The first half of the journey, The Knight -- which you are advised to read first, to let the whole story engulf you from the beginning -- took a teenage boy from America into Mythgarthr, the middle realm of seven fantastic worlds. Above are the gods of Skai; below are the capricious Aelf, and more dangerous things still. Journeying throughout Mythgarthr, Able gains a new brother, an Aelf queen lover, a supernatural hound, and the desire to prove his honor and become the noble knight he always knew he would be.
Coming into Jotunland, home of the Frost Giants, Able -- now Sir Able of the High Heart --claims the great sword Eterne from the dragon who has it. In reward, he is ushered into the castle of the Valfather, king of all the Gods of Skai.
Thus begins the second part of his quest. The Wizard begins with Able's return to Mythgathr on his steed Cloud, a great mare the color of her name. Able is filled with new knowledge of the ways of the seven-fold world and possessed of great magical secrets. His knighthood now beyond question, Able works to fulfill his vows to his king, his lover, his friends, his gods, and even his enemies. Able must set his world right, restoring the proper order among the denizens of all the seven worlds.

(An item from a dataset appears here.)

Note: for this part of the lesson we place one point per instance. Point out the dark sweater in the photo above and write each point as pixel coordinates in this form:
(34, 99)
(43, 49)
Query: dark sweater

The Wizard is a charming, riveting, emotionally charged tale of wonders, written with all the beauty one would expect from a writer whom Damon Knight called "a national treasure." If you've never sampled the works of the man Michael Swanwick described as "the greatest writer in the English language alive today," the two volumes of The Wizard Knight are the perfect place to start.
About the Author
Gene Wolfe is the author of two dozen novels and hundreds of short stories. Possibly the most critically acclaimed SF/Fantasy author of our time, he is the winner of the World Fantasy Award for Life Achievement, as well as the Nebula Award (2), the World Fantasy Award (2), the John W. Campbell Memorial Award, the British Fantasy Award, and the Prix Apollo. He lives with his wife, Rosemary, in Barrington, IL.